Meditazione 17^ domenica del tempo ordinario 30/07/2023

Il brano del Vangelo di questa domenica riporta la conclusione del discorso in parabole di Gesù nel Vangelo secondo Matteo. Due parole hanno attirato la mia attenzione in modo particolare: il tesoro e la gioia. Sono due parole intimamente connesse: quando si trova un tesoro si prova gioia, ovviamente, e quando si prova gioia è perché abbiamo trovato qualcosa di bello e prezioso: un tesoro, appunto, qualcosa che affascina e attrae, che suscita un grande desiderio.
A chi è rivolta questa parabola? Ai discepoli di Gesù, ovviamente, a quelli che in ogni tempo hanno deciso di seguirlo con gioia perché affascinati dalla sua persona e dal suo messaggio, pronti anche a mettere tutto il resto della loro vita in secondo piano o addirittura a lasciare tutto pur di essere con lui.
Ma questa parabola si può leggere anche in un altro modo, se vogliamo.

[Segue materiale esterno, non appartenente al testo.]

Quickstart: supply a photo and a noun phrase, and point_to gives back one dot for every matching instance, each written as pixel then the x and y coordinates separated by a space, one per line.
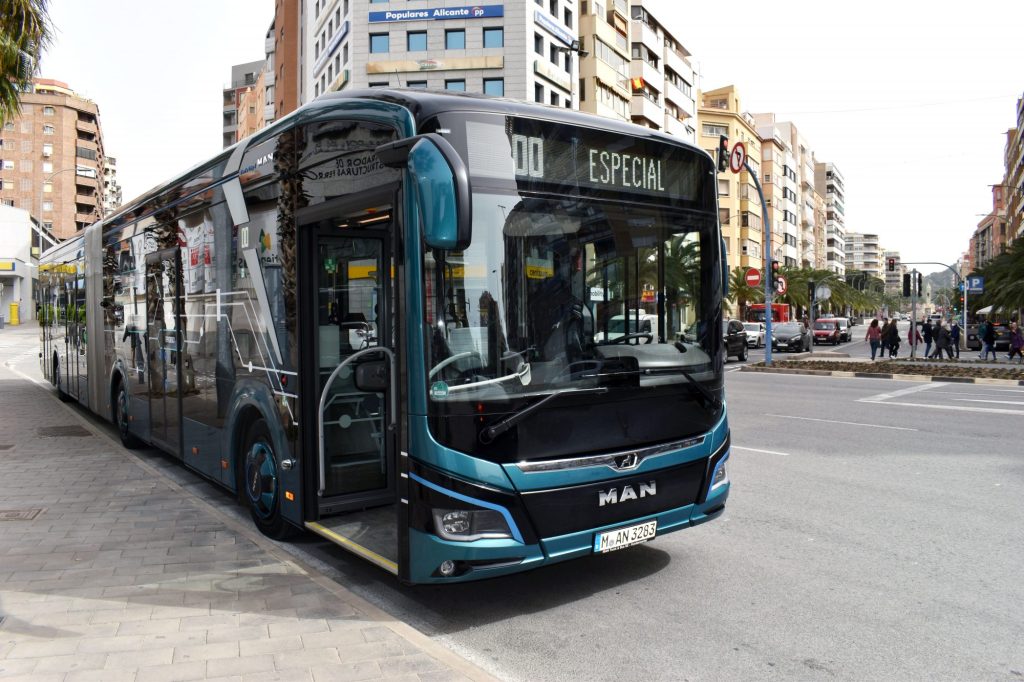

Ogni autore mette un po’ di se stesso nei suoi racconti, e anche Gesù mentre narra le parabole ci rivela qualcosa di sé.
Gesù, nel suo girovagare per la Palestina, era simile a un mercante di perle preziose: che tesori cercava? Di cosa si era innamorato? Della nostra umanità che, per quanto imbruttita dal peccato, ai suoi occhi non aveva perso la sua bellezza. Scavando nel campo della vita di tutti i giorni, così prosaico, spesso banale e non di rado sporco, sotto molti strati scorie accumulate nel tempo, Gesù cercava di ritrovare la nostra bellezza perduta, l’innocenza della nostra infanzia spesso ferita, lo slancio coraggioso verso il bene, la generosità che abbandona i calcoli del dare e avere, la capacità di tenerezza e tutto il bene che Dio ha messo in noi.
Sotto questo aspetto umano di Gesù San Giovanni e San Paolo hanno intuito l’amore di un Dio che ha rinunciato alle proprie prerogative divine, in un certo senso ha venduto tutto quello che aveva e che era, facendosi uomo, per riscattare e riguadagnare la bellezza dell’umanità.
Non so quanti cristiani vivano la propria appartenenza a Dio con gioia, come un tesoro prezioso di cui essere felici: a volte prevale l’abitudine, la noia, il senso del dovere. Se poi guardiamo ai sacerdoti, oggi molti, per tanti motivi, si trovano a vivere il ministero come un peso gravoso da trascinare avanti, non come la scoperta di qualcosa di prezioso: ci sono molti abbandoni, molte richieste di “anni sabbatici”, molti segnali di disagio e di crisi.
Ci possono essere molte cause che appannano o addirittura cancellano la gioia di appartenere al Signore e di servirlo nei fratelli: alcune dipendono da noi, altre, invece, no.
Per quanto riguarda noi, è importante rinnovare frequentemente la consapevolezza che il Signore ci vuole bene e ha fiducia in noi: se non gli fossimo piaciuti non ci avrebbe nemmeno creato e avrebbe messo qualcun altro al posto nostro. Prima di richiamare alla mente tutti i nostri doveri e le cose da fare, è importante ricordare quotidianamente a noi stessi che siamo amati da Dio, che siamo preziosi ai suoi occhi, che gli stiamo a cuore. Questa dovrebbe essere la nostra preghiera: non soltanto una serie di richieste, ma soprattutto un rinnovare la fede nel suo amore. Non c’è un tesoro più prezioso di questo: siamo amati di un amore appassionato ed eterno.
Per quanto riguarda il resto, preghiamo che il sinodo indetto da Papa Francesco possa portare alla Chiesa ciò di cui abbiamo bisogno. Otto secoli fa sono nati gli ordini mendicanti, che prima non c’erano; quattro secoli fa sono nati i seminari, che prima non c’erano; nel secolo scorso sono nati i movimenti ecclesiali… In ogni tempo Dio dona nuove energie e nuovi modi di vivere la fede, la speranza e la carità.
Le strutture possono e a volte devono cambiare: qualche volta è necessario vendere anche i più cari ricordi di famiglia, abbandonare le cose alle quali si era affezionati, per abbracciare l’unico necessario.